Q.             Êtes-vous disposé à accepter ce qui suit au nom du SCRS : qu'il y a eu enquête du SCRS qui a débuté en 1985 et qui a duré cinq ans, enquête qui a mis en évidence les violences et petites activités criminelles de skinheads et autres, mais qui a conclu que, au cours de cette période de cinq ans, il n'y a rien eu qui puisse être interprété comme une menace pour la sécurité du Canada?

M. MacINTOSH: Je m'oppose à cette question. Elle ne tient pas compte de la réserve qui apparaît après la citation, dans ce paragraphe, dont nous avons abondamment parlé au cours des dix dernières minutes.

LA COUR: Je crois que le témoin connaît les deux phrases, et il peut répondre en ce qui a trait à l'information classifiée. Je crois que j'autoriserai la question.

LE TÉMOIN: Comme réponse au fait que cette phrase constitue une représentation non classifiée d'un argument qui a été présenté au Comité d'examen et d'agrément des objectifs, pour ce qui est de son exactitude, je dirais qu'elle est exacte encore qu'un peu hors contexte, parce que je sais que des renseignements complémentaires ont été fournis au comité. Considérée isolément, cette phrase est exacte, compte tenu de ses limites.

M. LINDSAY:

Q.             Je voudrais ajouter quelque chose. Est-elle exacte quant au fait qu'elle ne renferme rien qui puisse être interprété comme une menace pour la sécurité du Canada au sein de l'extrême droite à l'intérieur de ce bloc de temps?

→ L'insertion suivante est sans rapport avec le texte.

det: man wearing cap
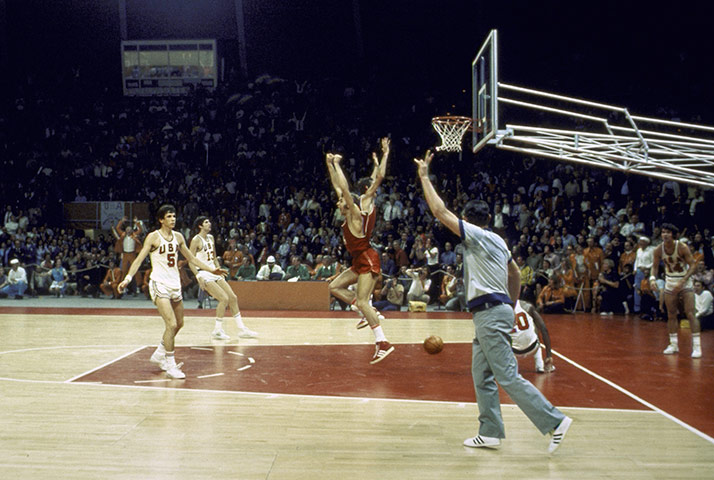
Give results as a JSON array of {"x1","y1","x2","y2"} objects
[
  {"x1": 633, "y1": 236, "x2": 655, "y2": 314},
  {"x1": 0, "y1": 259, "x2": 28, "y2": 299},
  {"x1": 256, "y1": 256, "x2": 284, "y2": 281}
]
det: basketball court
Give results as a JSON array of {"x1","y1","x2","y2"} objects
[
  {"x1": 3, "y1": 28, "x2": 714, "y2": 479},
  {"x1": 1, "y1": 299, "x2": 712, "y2": 479}
]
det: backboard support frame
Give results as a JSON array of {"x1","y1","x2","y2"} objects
[{"x1": 471, "y1": 29, "x2": 714, "y2": 189}]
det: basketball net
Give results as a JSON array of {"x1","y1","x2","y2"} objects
[{"x1": 431, "y1": 116, "x2": 473, "y2": 152}]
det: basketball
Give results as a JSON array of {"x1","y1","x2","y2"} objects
[{"x1": 423, "y1": 335, "x2": 444, "y2": 354}]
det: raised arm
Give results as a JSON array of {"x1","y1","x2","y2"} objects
[
  {"x1": 415, "y1": 150, "x2": 460, "y2": 236},
  {"x1": 331, "y1": 154, "x2": 357, "y2": 212},
  {"x1": 364, "y1": 137, "x2": 390, "y2": 199},
  {"x1": 118, "y1": 231, "x2": 157, "y2": 293},
  {"x1": 325, "y1": 153, "x2": 344, "y2": 198}
]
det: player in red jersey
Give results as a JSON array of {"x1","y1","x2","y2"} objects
[{"x1": 326, "y1": 137, "x2": 394, "y2": 364}]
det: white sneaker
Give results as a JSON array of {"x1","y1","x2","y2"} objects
[
  {"x1": 463, "y1": 435, "x2": 501, "y2": 449},
  {"x1": 237, "y1": 327, "x2": 259, "y2": 338},
  {"x1": 663, "y1": 344, "x2": 679, "y2": 355},
  {"x1": 150, "y1": 351, "x2": 167, "y2": 371},
  {"x1": 211, "y1": 329, "x2": 230, "y2": 340},
  {"x1": 548, "y1": 416, "x2": 573, "y2": 453},
  {"x1": 692, "y1": 347, "x2": 702, "y2": 358},
  {"x1": 164, "y1": 363, "x2": 186, "y2": 379}
]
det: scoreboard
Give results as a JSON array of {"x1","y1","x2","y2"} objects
[{"x1": 121, "y1": 39, "x2": 217, "y2": 96}]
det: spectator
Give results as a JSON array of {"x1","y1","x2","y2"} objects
[
  {"x1": 235, "y1": 256, "x2": 256, "y2": 280},
  {"x1": 596, "y1": 259, "x2": 620, "y2": 315},
  {"x1": 633, "y1": 236, "x2": 655, "y2": 315},
  {"x1": 284, "y1": 255, "x2": 310, "y2": 281},
  {"x1": 406, "y1": 267, "x2": 430, "y2": 304},
  {"x1": 0, "y1": 259, "x2": 28, "y2": 299},
  {"x1": 380, "y1": 251, "x2": 397, "y2": 278},
  {"x1": 537, "y1": 275, "x2": 565, "y2": 314},
  {"x1": 78, "y1": 257, "x2": 103, "y2": 297},
  {"x1": 372, "y1": 277, "x2": 404, "y2": 312},
  {"x1": 48, "y1": 259, "x2": 69, "y2": 297},
  {"x1": 100, "y1": 260, "x2": 122, "y2": 299},
  {"x1": 257, "y1": 255, "x2": 284, "y2": 281},
  {"x1": 694, "y1": 280, "x2": 714, "y2": 330}
]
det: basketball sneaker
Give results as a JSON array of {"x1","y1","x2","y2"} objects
[
  {"x1": 356, "y1": 317, "x2": 369, "y2": 329},
  {"x1": 369, "y1": 341, "x2": 394, "y2": 364},
  {"x1": 164, "y1": 363, "x2": 186, "y2": 379},
  {"x1": 548, "y1": 416, "x2": 573, "y2": 453},
  {"x1": 150, "y1": 351, "x2": 167, "y2": 371},
  {"x1": 463, "y1": 435, "x2": 501, "y2": 449},
  {"x1": 663, "y1": 343, "x2": 679, "y2": 355},
  {"x1": 237, "y1": 327, "x2": 259, "y2": 339},
  {"x1": 211, "y1": 328, "x2": 230, "y2": 340},
  {"x1": 692, "y1": 347, "x2": 702, "y2": 358}
]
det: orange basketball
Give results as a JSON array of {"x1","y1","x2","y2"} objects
[{"x1": 423, "y1": 335, "x2": 444, "y2": 354}]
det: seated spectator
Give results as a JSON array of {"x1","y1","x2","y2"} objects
[
  {"x1": 257, "y1": 255, "x2": 284, "y2": 281},
  {"x1": 516, "y1": 255, "x2": 536, "y2": 303},
  {"x1": 48, "y1": 259, "x2": 69, "y2": 297},
  {"x1": 100, "y1": 260, "x2": 122, "y2": 299},
  {"x1": 406, "y1": 267, "x2": 430, "y2": 304},
  {"x1": 380, "y1": 251, "x2": 397, "y2": 278},
  {"x1": 619, "y1": 263, "x2": 635, "y2": 314},
  {"x1": 560, "y1": 260, "x2": 578, "y2": 311},
  {"x1": 313, "y1": 255, "x2": 336, "y2": 281},
  {"x1": 536, "y1": 275, "x2": 565, "y2": 314},
  {"x1": 692, "y1": 261, "x2": 714, "y2": 291},
  {"x1": 78, "y1": 258, "x2": 103, "y2": 297},
  {"x1": 235, "y1": 256, "x2": 256, "y2": 280},
  {"x1": 533, "y1": 258, "x2": 553, "y2": 299},
  {"x1": 0, "y1": 259, "x2": 28, "y2": 299},
  {"x1": 694, "y1": 280, "x2": 714, "y2": 330},
  {"x1": 596, "y1": 259, "x2": 620, "y2": 315},
  {"x1": 284, "y1": 255, "x2": 310, "y2": 281},
  {"x1": 445, "y1": 275, "x2": 466, "y2": 312},
  {"x1": 222, "y1": 239, "x2": 243, "y2": 278},
  {"x1": 372, "y1": 277, "x2": 404, "y2": 311},
  {"x1": 438, "y1": 265, "x2": 457, "y2": 307}
]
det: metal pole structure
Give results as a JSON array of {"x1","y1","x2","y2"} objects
[
  {"x1": 118, "y1": 0, "x2": 127, "y2": 40},
  {"x1": 233, "y1": 0, "x2": 248, "y2": 78}
]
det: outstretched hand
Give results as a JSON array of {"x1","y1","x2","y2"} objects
[
  {"x1": 380, "y1": 136, "x2": 390, "y2": 154},
  {"x1": 414, "y1": 150, "x2": 434, "y2": 178}
]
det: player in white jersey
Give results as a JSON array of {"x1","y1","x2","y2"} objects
[
  {"x1": 118, "y1": 205, "x2": 225, "y2": 379},
  {"x1": 512, "y1": 300, "x2": 555, "y2": 373},
  {"x1": 650, "y1": 223, "x2": 701, "y2": 358},
  {"x1": 189, "y1": 216, "x2": 258, "y2": 341}
]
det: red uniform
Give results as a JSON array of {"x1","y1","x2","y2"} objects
[{"x1": 343, "y1": 206, "x2": 380, "y2": 275}]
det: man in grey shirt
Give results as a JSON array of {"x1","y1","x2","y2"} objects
[{"x1": 415, "y1": 150, "x2": 572, "y2": 453}]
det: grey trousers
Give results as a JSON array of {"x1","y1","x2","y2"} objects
[{"x1": 471, "y1": 303, "x2": 565, "y2": 438}]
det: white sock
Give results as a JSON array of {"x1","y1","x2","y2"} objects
[
  {"x1": 669, "y1": 333, "x2": 678, "y2": 346},
  {"x1": 534, "y1": 348, "x2": 544, "y2": 370},
  {"x1": 693, "y1": 333, "x2": 701, "y2": 349},
  {"x1": 371, "y1": 325, "x2": 387, "y2": 342},
  {"x1": 214, "y1": 318, "x2": 223, "y2": 330},
  {"x1": 234, "y1": 313, "x2": 245, "y2": 329},
  {"x1": 165, "y1": 351, "x2": 176, "y2": 366},
  {"x1": 156, "y1": 342, "x2": 166, "y2": 355}
]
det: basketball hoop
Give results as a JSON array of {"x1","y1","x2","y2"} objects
[{"x1": 431, "y1": 116, "x2": 475, "y2": 152}]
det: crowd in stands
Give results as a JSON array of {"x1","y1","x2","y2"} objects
[{"x1": 1, "y1": 69, "x2": 714, "y2": 327}]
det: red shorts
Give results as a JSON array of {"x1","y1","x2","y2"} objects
[{"x1": 349, "y1": 248, "x2": 380, "y2": 276}]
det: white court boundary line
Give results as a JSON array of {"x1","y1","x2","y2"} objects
[
  {"x1": 551, "y1": 349, "x2": 714, "y2": 444},
  {"x1": 0, "y1": 343, "x2": 712, "y2": 444}
]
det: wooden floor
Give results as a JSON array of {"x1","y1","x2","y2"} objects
[{"x1": 1, "y1": 303, "x2": 713, "y2": 479}]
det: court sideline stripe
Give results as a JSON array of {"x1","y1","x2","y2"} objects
[
  {"x1": 552, "y1": 349, "x2": 714, "y2": 445},
  {"x1": 64, "y1": 345, "x2": 146, "y2": 383}
]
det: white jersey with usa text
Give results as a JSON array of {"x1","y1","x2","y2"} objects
[
  {"x1": 149, "y1": 231, "x2": 181, "y2": 290},
  {"x1": 511, "y1": 300, "x2": 538, "y2": 352},
  {"x1": 195, "y1": 235, "x2": 217, "y2": 269}
]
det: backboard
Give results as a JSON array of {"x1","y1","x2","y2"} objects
[{"x1": 472, "y1": 29, "x2": 498, "y2": 153}]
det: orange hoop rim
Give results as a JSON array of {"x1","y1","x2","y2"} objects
[{"x1": 431, "y1": 115, "x2": 483, "y2": 134}]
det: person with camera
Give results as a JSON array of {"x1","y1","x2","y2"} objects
[{"x1": 373, "y1": 277, "x2": 404, "y2": 311}]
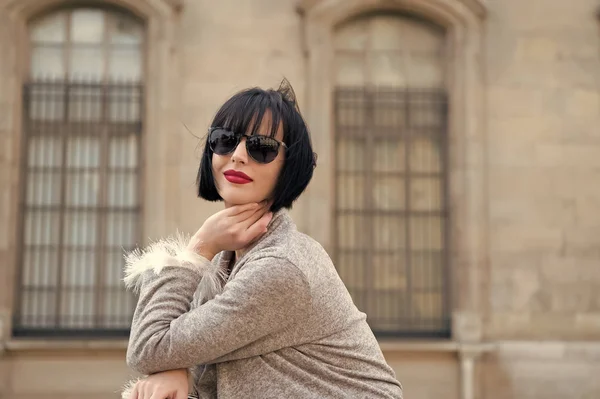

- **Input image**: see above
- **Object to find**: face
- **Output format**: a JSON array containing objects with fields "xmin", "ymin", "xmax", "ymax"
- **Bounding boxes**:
[{"xmin": 212, "ymin": 112, "xmax": 285, "ymax": 207}]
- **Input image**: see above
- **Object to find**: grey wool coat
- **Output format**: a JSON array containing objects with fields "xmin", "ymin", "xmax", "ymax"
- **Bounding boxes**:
[{"xmin": 121, "ymin": 209, "xmax": 403, "ymax": 399}]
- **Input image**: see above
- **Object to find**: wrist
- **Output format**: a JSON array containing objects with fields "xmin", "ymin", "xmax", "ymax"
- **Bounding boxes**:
[{"xmin": 196, "ymin": 244, "xmax": 217, "ymax": 261}]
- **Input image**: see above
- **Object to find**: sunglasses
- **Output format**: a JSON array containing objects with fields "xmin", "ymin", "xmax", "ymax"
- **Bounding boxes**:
[{"xmin": 208, "ymin": 127, "xmax": 287, "ymax": 164}]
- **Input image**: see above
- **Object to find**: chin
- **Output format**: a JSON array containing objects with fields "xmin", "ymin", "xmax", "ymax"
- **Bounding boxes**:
[{"xmin": 219, "ymin": 190, "xmax": 261, "ymax": 206}]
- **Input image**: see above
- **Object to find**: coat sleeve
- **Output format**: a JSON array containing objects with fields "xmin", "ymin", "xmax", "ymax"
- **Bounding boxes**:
[{"xmin": 124, "ymin": 237, "xmax": 312, "ymax": 375}]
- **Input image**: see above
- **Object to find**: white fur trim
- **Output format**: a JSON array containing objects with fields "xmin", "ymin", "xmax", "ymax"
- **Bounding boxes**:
[
  {"xmin": 120, "ymin": 377, "xmax": 141, "ymax": 399},
  {"xmin": 123, "ymin": 232, "xmax": 226, "ymax": 296}
]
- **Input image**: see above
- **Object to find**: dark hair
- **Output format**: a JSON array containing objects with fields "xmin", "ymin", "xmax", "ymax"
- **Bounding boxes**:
[{"xmin": 197, "ymin": 79, "xmax": 317, "ymax": 212}]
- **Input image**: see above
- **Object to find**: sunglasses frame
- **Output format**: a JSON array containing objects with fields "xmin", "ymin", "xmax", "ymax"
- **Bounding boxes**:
[{"xmin": 208, "ymin": 127, "xmax": 287, "ymax": 164}]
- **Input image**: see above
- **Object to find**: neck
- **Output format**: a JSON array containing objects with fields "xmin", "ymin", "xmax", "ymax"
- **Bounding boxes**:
[{"xmin": 223, "ymin": 202, "xmax": 249, "ymax": 262}]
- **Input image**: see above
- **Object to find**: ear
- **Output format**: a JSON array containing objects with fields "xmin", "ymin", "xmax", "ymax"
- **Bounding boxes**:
[{"xmin": 277, "ymin": 77, "xmax": 300, "ymax": 111}]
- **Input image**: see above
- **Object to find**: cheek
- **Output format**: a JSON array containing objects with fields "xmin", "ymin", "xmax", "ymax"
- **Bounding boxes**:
[
  {"xmin": 211, "ymin": 154, "xmax": 226, "ymax": 172},
  {"xmin": 265, "ymin": 160, "xmax": 284, "ymax": 188}
]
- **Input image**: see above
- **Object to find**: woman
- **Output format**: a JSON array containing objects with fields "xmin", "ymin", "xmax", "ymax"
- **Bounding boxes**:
[{"xmin": 122, "ymin": 80, "xmax": 403, "ymax": 399}]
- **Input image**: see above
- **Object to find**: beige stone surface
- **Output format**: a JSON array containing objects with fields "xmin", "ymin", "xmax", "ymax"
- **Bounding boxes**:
[
  {"xmin": 9, "ymin": 355, "xmax": 131, "ymax": 395},
  {"xmin": 0, "ymin": 0, "xmax": 598, "ymax": 398},
  {"xmin": 385, "ymin": 350, "xmax": 460, "ymax": 399},
  {"xmin": 483, "ymin": 342, "xmax": 600, "ymax": 399}
]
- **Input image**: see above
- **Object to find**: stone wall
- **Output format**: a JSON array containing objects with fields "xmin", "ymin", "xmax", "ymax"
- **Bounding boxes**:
[
  {"xmin": 0, "ymin": 0, "xmax": 598, "ymax": 398},
  {"xmin": 485, "ymin": 0, "xmax": 600, "ymax": 341}
]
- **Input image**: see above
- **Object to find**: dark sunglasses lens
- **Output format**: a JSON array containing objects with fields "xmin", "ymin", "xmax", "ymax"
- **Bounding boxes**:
[
  {"xmin": 247, "ymin": 136, "xmax": 280, "ymax": 163},
  {"xmin": 209, "ymin": 129, "xmax": 238, "ymax": 155}
]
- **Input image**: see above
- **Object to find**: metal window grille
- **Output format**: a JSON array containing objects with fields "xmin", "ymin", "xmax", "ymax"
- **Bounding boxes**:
[
  {"xmin": 334, "ymin": 86, "xmax": 450, "ymax": 337},
  {"xmin": 13, "ymin": 79, "xmax": 143, "ymax": 337}
]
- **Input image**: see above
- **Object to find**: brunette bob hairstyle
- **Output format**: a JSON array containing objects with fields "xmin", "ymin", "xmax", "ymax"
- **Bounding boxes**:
[{"xmin": 196, "ymin": 79, "xmax": 317, "ymax": 212}]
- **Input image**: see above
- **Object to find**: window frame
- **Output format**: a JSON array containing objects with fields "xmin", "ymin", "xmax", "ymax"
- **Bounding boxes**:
[
  {"xmin": 300, "ymin": 0, "xmax": 488, "ymax": 341},
  {"xmin": 12, "ymin": 5, "xmax": 146, "ymax": 338}
]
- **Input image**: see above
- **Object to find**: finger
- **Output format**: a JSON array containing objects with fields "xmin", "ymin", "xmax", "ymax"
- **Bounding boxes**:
[
  {"xmin": 174, "ymin": 389, "xmax": 188, "ymax": 399},
  {"xmin": 242, "ymin": 211, "xmax": 273, "ymax": 242},
  {"xmin": 229, "ymin": 201, "xmax": 270, "ymax": 224},
  {"xmin": 223, "ymin": 202, "xmax": 260, "ymax": 216},
  {"xmin": 128, "ymin": 384, "xmax": 139, "ymax": 399},
  {"xmin": 141, "ymin": 382, "xmax": 154, "ymax": 399},
  {"xmin": 148, "ymin": 390, "xmax": 169, "ymax": 399},
  {"xmin": 229, "ymin": 205, "xmax": 264, "ymax": 223},
  {"xmin": 239, "ymin": 204, "xmax": 270, "ymax": 229}
]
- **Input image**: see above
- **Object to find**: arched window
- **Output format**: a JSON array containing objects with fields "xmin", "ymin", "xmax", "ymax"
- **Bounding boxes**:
[
  {"xmin": 14, "ymin": 6, "xmax": 144, "ymax": 336},
  {"xmin": 333, "ymin": 13, "xmax": 449, "ymax": 337}
]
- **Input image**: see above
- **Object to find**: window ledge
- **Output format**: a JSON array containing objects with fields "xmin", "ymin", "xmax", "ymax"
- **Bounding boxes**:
[
  {"xmin": 3, "ymin": 339, "xmax": 128, "ymax": 352},
  {"xmin": 378, "ymin": 339, "xmax": 496, "ymax": 355},
  {"xmin": 2, "ymin": 338, "xmax": 495, "ymax": 355}
]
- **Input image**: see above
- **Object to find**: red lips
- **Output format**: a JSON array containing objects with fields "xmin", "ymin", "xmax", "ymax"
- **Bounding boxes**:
[{"xmin": 224, "ymin": 169, "xmax": 253, "ymax": 184}]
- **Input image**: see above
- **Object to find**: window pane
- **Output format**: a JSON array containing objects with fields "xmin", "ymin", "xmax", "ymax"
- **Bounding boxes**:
[
  {"xmin": 336, "ymin": 138, "xmax": 365, "ymax": 171},
  {"xmin": 373, "ymin": 215, "xmax": 406, "ymax": 250},
  {"xmin": 335, "ymin": 53, "xmax": 365, "ymax": 86},
  {"xmin": 411, "ymin": 252, "xmax": 443, "ymax": 290},
  {"xmin": 406, "ymin": 53, "xmax": 444, "ymax": 89},
  {"xmin": 335, "ymin": 94, "xmax": 367, "ymax": 129},
  {"xmin": 410, "ymin": 177, "xmax": 442, "ymax": 211},
  {"xmin": 373, "ymin": 139, "xmax": 405, "ymax": 172},
  {"xmin": 62, "ymin": 250, "xmax": 96, "ymax": 286},
  {"xmin": 409, "ymin": 137, "xmax": 443, "ymax": 172},
  {"xmin": 31, "ymin": 45, "xmax": 65, "ymax": 78},
  {"xmin": 337, "ymin": 175, "xmax": 365, "ymax": 210},
  {"xmin": 70, "ymin": 46, "xmax": 104, "ymax": 80},
  {"xmin": 109, "ymin": 135, "xmax": 138, "ymax": 168},
  {"xmin": 369, "ymin": 16, "xmax": 404, "ymax": 52},
  {"xmin": 102, "ymin": 282, "xmax": 134, "ymax": 328},
  {"xmin": 110, "ymin": 12, "xmax": 143, "ymax": 45},
  {"xmin": 71, "ymin": 9, "xmax": 105, "ymax": 44},
  {"xmin": 28, "ymin": 137, "xmax": 63, "ymax": 168},
  {"xmin": 372, "ymin": 252, "xmax": 406, "ymax": 290},
  {"xmin": 373, "ymin": 101, "xmax": 407, "ymax": 129},
  {"xmin": 30, "ymin": 12, "xmax": 67, "ymax": 43},
  {"xmin": 60, "ymin": 288, "xmax": 94, "ymax": 328},
  {"xmin": 409, "ymin": 216, "xmax": 443, "ymax": 250},
  {"xmin": 336, "ymin": 252, "xmax": 367, "ymax": 290},
  {"xmin": 67, "ymin": 137, "xmax": 100, "ymax": 167},
  {"xmin": 107, "ymin": 172, "xmax": 137, "ymax": 207},
  {"xmin": 68, "ymin": 86, "xmax": 103, "ymax": 121},
  {"xmin": 66, "ymin": 172, "xmax": 99, "ymax": 206},
  {"xmin": 109, "ymin": 86, "xmax": 142, "ymax": 122},
  {"xmin": 106, "ymin": 212, "xmax": 137, "ymax": 254},
  {"xmin": 26, "ymin": 172, "xmax": 61, "ymax": 206},
  {"xmin": 104, "ymin": 249, "xmax": 124, "ymax": 285},
  {"xmin": 409, "ymin": 97, "xmax": 446, "ymax": 129},
  {"xmin": 64, "ymin": 212, "xmax": 97, "ymax": 246},
  {"xmin": 369, "ymin": 52, "xmax": 407, "ymax": 87},
  {"xmin": 336, "ymin": 214, "xmax": 368, "ymax": 250},
  {"xmin": 373, "ymin": 176, "xmax": 405, "ymax": 210},
  {"xmin": 109, "ymin": 47, "xmax": 142, "ymax": 81},
  {"xmin": 23, "ymin": 211, "xmax": 60, "ymax": 246},
  {"xmin": 334, "ymin": 17, "xmax": 368, "ymax": 51},
  {"xmin": 21, "ymin": 289, "xmax": 57, "ymax": 327},
  {"xmin": 29, "ymin": 84, "xmax": 65, "ymax": 121},
  {"xmin": 21, "ymin": 247, "xmax": 59, "ymax": 289},
  {"xmin": 413, "ymin": 291, "xmax": 444, "ymax": 325}
]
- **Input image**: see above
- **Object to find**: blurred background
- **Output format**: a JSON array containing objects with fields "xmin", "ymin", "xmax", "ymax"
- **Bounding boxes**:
[{"xmin": 0, "ymin": 0, "xmax": 599, "ymax": 398}]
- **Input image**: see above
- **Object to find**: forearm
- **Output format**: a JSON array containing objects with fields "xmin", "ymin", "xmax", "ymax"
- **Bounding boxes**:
[
  {"xmin": 126, "ymin": 267, "xmax": 203, "ymax": 374},
  {"xmin": 124, "ymin": 241, "xmax": 311, "ymax": 373},
  {"xmin": 124, "ymin": 235, "xmax": 223, "ymax": 374}
]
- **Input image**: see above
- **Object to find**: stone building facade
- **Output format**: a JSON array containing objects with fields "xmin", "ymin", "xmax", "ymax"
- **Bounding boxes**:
[{"xmin": 0, "ymin": 0, "xmax": 598, "ymax": 398}]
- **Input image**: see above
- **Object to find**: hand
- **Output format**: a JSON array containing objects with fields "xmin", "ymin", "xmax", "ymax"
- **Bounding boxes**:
[
  {"xmin": 187, "ymin": 203, "xmax": 273, "ymax": 260},
  {"xmin": 128, "ymin": 369, "xmax": 188, "ymax": 399}
]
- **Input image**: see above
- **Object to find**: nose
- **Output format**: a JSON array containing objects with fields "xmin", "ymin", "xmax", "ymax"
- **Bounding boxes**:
[{"xmin": 230, "ymin": 137, "xmax": 248, "ymax": 164}]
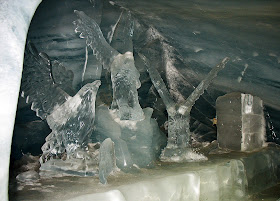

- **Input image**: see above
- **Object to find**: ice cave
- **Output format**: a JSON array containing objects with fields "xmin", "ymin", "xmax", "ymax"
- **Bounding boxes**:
[{"xmin": 1, "ymin": 0, "xmax": 280, "ymax": 200}]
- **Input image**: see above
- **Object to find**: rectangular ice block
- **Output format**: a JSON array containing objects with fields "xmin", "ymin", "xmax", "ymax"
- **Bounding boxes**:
[{"xmin": 216, "ymin": 92, "xmax": 265, "ymax": 151}]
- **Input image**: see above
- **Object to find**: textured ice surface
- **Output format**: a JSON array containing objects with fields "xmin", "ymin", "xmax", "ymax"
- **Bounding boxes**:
[
  {"xmin": 216, "ymin": 92, "xmax": 266, "ymax": 151},
  {"xmin": 94, "ymin": 105, "xmax": 166, "ymax": 170},
  {"xmin": 99, "ymin": 138, "xmax": 117, "ymax": 184},
  {"xmin": 21, "ymin": 42, "xmax": 72, "ymax": 119},
  {"xmin": 40, "ymin": 143, "xmax": 100, "ymax": 177}
]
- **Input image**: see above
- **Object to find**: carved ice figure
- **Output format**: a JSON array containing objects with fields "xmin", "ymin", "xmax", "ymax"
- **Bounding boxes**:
[
  {"xmin": 21, "ymin": 42, "xmax": 101, "ymax": 168},
  {"xmin": 139, "ymin": 52, "xmax": 229, "ymax": 162},
  {"xmin": 110, "ymin": 52, "xmax": 143, "ymax": 120},
  {"xmin": 74, "ymin": 11, "xmax": 166, "ymax": 170},
  {"xmin": 74, "ymin": 10, "xmax": 144, "ymax": 121}
]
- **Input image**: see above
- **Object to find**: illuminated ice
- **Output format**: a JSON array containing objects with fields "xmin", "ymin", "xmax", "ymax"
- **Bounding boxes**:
[{"xmin": 74, "ymin": 11, "xmax": 144, "ymax": 121}]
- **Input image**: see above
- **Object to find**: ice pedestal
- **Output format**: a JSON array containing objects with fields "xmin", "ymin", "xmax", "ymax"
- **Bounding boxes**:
[
  {"xmin": 67, "ymin": 148, "xmax": 280, "ymax": 201},
  {"xmin": 94, "ymin": 105, "xmax": 167, "ymax": 170},
  {"xmin": 216, "ymin": 92, "xmax": 266, "ymax": 151},
  {"xmin": 12, "ymin": 147, "xmax": 280, "ymax": 201}
]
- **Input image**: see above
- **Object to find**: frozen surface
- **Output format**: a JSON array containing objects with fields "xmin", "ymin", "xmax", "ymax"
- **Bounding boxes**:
[
  {"xmin": 9, "ymin": 147, "xmax": 280, "ymax": 201},
  {"xmin": 217, "ymin": 92, "xmax": 266, "ymax": 151}
]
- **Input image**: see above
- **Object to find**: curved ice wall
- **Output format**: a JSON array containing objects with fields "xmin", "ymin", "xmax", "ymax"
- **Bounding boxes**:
[{"xmin": 0, "ymin": 0, "xmax": 41, "ymax": 200}]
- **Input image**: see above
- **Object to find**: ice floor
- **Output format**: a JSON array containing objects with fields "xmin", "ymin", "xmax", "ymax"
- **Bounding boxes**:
[{"xmin": 9, "ymin": 146, "xmax": 280, "ymax": 201}]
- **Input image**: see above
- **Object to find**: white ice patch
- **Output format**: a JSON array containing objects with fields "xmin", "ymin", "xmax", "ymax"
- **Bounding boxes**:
[
  {"xmin": 194, "ymin": 47, "xmax": 203, "ymax": 53},
  {"xmin": 242, "ymin": 93, "xmax": 253, "ymax": 114},
  {"xmin": 161, "ymin": 149, "xmax": 208, "ymax": 163},
  {"xmin": 237, "ymin": 64, "xmax": 248, "ymax": 83},
  {"xmin": 47, "ymin": 95, "xmax": 82, "ymax": 126},
  {"xmin": 252, "ymin": 52, "xmax": 259, "ymax": 57},
  {"xmin": 192, "ymin": 31, "xmax": 201, "ymax": 35},
  {"xmin": 269, "ymin": 53, "xmax": 280, "ymax": 63}
]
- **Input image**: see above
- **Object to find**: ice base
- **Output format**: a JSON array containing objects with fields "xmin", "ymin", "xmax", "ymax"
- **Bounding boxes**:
[{"xmin": 10, "ymin": 146, "xmax": 280, "ymax": 201}]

R.             Elle ne dit pas cela. Elle parle de violences et de petites activités criminelles auxquelles se livrent les skinheads. Ce document parle des violences et des petites activités criminelles des skinheads. Elle parle de l'extrême droite et autres, c'est bien cela. Ce que je dis, c'est qu'il s'agit là d'une perspective très limitée de violences et de petites activités criminelles de la part de skinheads et autres.

[27]            M. Zündel met en doute, avec force détails, toutes les décisions que j'ai pu rendre au cours de l'audience. Il évoque une situation particulièrement difficile, où nous avions un témoin qui venait du SCRS. Des considérations de sécurité nationale s'appliquaient, tant en vertu de la LIPR qu'en vertu de la Loi sur le Service canadien du renseignement de sécurité. J'ai refusé des questions qui portaient sur des documents classifiés, et aussi des questions qui concernaient les documents non classifiés; dans ce dernier cas, parce que la preuve se trouvait devant la Cour. Il n'appartenait pas au témoin de creuser cette preuve :


[traduction]

M. LINDSAY: Je poserai une série de questions, et vous pourrez les exclure toutes si vous le voulez, monsieur. Je ne crois pas que nous ayons même besoin du témoin ici, mais je les poserai. Mon confrère pourra faire objection, et je présume que vous ferez droit à l'objection.

La question suivante est celle-ci : Si l'on tient compte uniquement des documents non classifiés, le SCRS a-t-il la moindre preuve que M. Zündel a jamais aidé quelqu'un à commettre ou à prendre des dispositions pour que soit commis un acte de violence en quelque endroit?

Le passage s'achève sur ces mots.